You are a nurse on a Medical Floor
You are a nurse on a Medical Floor
You are a nurse on a Medical Floor and have just started working there a few weeks ago. Most of the staff have worked there for years, most of their career.
Although the patients are well cared for, there is an underlying hierarchy of expectation amongst the nurses. The newer you are, the heavier your patient load. The old phrase “Nurses eat their young” is a very relevant culture.
You are expected to show up for your 12 hour night shift, 45 minutes early to make sure the floor is ready to start the next shift. If there is a new patient coming up to the floor around shift change, you are expected to start the admission process. You are to complete the narcotic count with a nurse from the day shift and make sure all of the orders are completed and processed. This is all completed before you actually start your shift.
You get the assignment of 8 patients at the end of the longest hall and most of these patients are very complex.
After report, you assess each of your patients, hand out the HS meds, and make sure they are ready for bed. Around 2300, you sit down to chart and Nancy, one of the seasoned nurses sits down beside you. Nancy looks you in the eye and states, “I am going into the lounge to have a nap. I didn’t sleep well. I need you to watch my patients. They are in rooms 1-8.” At that she got up and left the nurses station. You got up from the desk and walked down the hall towards Nancy’s patients when you realized they are located at the opposite end of the unit from your patients. You walk over to Susan and tell her how upset you are that Nancy just dumped her patient load on you. “Suck it up. We have all been through this. You need to just have to deal with it” is the response you get.
After a very long 5 hours of caring for 16 patients without even a bathroom break, you finally sit down for a quick snack. Karen, another seasoned nurse drops the medication records beside you and states that they all need to be double checked before the end of shift. You look through the pile and realize it is for the whole floor. You are only expected to do your own on your shift but the other nurses are playing computer games and sleeping so there appears to be no one else to do them.
You pull your patient medication sheets out of the pile, and proceed to complete them. By this time it is 0530 and you need to start to hand out your AM meds. You have not seen Nancy all night, so you go into the lounge where she is still sleeping, and awaken her. When you tell her what time it is, she starts to yell at you that you should have woken her before this as she needs to get her stuff done before she leaves. Nancy leaves the lounge to do her work.
At 0700, when the next shift started, all of the night nurses went home and left you to cover the floor during the morning report.
At 0745, you see the Charge nurse walk into her office. You knock on the door and ask her if you can speak to her.

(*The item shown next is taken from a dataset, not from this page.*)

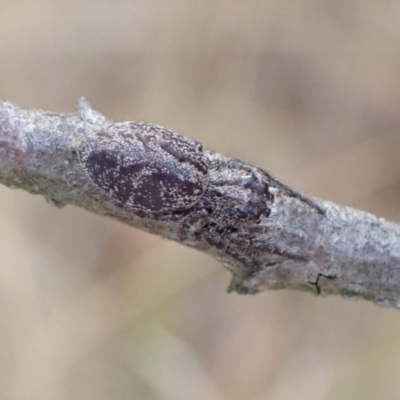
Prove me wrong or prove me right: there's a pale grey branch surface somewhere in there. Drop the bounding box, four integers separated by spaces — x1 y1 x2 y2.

Through your frustration and exhaustion you tell her about your experience last night.
- How do you explain to the Charge nurse what you experienced last night without judgment of the other nurses?
- How do you think Nancy, Susan and Karen will feel if you tell the Charge Nurse what happened?
- In hindsight, what do you think you could have done differently to make this shift a better experience?
- According to the CNO, who do you think would be responsible for Nancy’s patients if something had happened to one of them during the night?
- What might you do differently tonight, if you walked into the same scenario?
Please keep your answers simple. This is just an exercise of learning from your experience. You are a new nurse so don’t have all the answers but need to understand what you can do to decrease your stress and help create a better work environment.